“İnsanın kendisine: ‘Ne olduğunda, ne olması gerektiğine, ne olmaması gerektiğine’ dair imajları vardır. İnsan neden kendisine dair bu şekilde imajlar meydana getirir? Çünkü insan; gerçekte ne olduğunu asla araştırmamıştır.
Bizler şu ya da bu kişi, bir kahraman, ideal bir insan ya da örnek bir insan olmamız gerektiğini sanırız. Öfkeyi açığa çıkaran; kendi hakkımızda oluşturduğumuz bu fikirlerin saldırıya uğramasıdır. Kendimize dair oluşturduğumuz fikirler; gerçekte olan hâlim…izden kaçıştır. Fakat gerçekte ne olduğunuzu seyrettiğinizde, kimseler sizi incitemez.
O vakit kişi yalancıysa ve kendisine yalancı olduğu söyleniyorsa; bu o kişiyi incitmez çünkü bu bir gerçektir. Fakat yalancı olmadığınıza dair rol yapıyorsanız, size yalancı olduğunuz söylendiğinde; hemen sinirlenir ve şiddet kullanırsınız. Bizler sürekli düşünsel bir dünyada yaşıyoruz, söylentiler dünyasında… Ve asla gerçekler dünyasında olamıyoruz.
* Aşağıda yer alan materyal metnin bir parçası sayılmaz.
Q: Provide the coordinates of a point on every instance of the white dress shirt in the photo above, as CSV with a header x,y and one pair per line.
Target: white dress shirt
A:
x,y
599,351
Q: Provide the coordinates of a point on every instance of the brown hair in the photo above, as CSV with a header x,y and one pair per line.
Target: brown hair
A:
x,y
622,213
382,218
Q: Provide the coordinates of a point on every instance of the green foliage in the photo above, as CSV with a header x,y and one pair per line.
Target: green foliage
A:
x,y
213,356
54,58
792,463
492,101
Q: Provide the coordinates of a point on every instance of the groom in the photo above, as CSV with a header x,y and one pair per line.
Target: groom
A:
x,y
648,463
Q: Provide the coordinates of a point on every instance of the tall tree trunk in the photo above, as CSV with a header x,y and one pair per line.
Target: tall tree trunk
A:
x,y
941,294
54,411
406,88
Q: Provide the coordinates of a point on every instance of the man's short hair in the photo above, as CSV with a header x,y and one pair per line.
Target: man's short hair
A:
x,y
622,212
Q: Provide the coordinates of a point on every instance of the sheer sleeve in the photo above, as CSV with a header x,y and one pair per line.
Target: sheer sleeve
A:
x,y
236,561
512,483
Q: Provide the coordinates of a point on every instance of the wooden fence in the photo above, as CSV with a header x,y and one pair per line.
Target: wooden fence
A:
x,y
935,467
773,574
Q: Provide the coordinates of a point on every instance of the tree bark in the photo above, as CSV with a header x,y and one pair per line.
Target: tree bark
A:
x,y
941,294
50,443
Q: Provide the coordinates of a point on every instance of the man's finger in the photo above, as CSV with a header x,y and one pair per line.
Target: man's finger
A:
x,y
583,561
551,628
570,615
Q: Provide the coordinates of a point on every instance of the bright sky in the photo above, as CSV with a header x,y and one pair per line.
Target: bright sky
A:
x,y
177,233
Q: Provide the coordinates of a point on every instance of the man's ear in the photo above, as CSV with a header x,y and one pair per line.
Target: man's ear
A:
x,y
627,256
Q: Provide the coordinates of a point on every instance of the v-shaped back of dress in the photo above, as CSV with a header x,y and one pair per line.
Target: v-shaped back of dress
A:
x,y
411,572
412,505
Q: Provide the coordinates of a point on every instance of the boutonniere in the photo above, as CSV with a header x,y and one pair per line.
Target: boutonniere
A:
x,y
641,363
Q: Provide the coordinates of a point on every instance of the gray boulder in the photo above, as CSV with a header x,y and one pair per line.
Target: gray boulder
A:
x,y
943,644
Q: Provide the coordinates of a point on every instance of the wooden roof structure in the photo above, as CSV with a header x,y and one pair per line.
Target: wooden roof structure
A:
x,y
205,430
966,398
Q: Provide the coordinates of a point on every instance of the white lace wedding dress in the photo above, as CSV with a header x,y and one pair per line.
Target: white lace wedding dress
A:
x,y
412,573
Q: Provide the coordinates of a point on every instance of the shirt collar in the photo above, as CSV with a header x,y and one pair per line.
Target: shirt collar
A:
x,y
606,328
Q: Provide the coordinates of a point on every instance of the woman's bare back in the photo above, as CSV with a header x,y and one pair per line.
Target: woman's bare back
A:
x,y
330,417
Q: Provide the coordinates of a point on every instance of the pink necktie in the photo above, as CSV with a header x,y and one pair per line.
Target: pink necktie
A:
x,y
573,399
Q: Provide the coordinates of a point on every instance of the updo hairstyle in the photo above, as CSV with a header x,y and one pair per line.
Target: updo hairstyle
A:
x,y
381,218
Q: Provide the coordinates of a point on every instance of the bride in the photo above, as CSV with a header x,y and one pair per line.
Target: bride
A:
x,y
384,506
Gerçekte olanı seyretmek, onu görmek, onunla samimi olmak için; yargılama, kanı ve ölçümün olmaması gereklidir. Düşünce; Tanrı’yı ve başkalarıyla olan ilişkilerini imajlarla ölçer. Bizler gereksiz yere ölçümlerin yapıldığı bir dünyada yaşıyoruz ve böylesi bir dünyayla da ölçünün olmadığı bir âleme girmek istiyoruz.”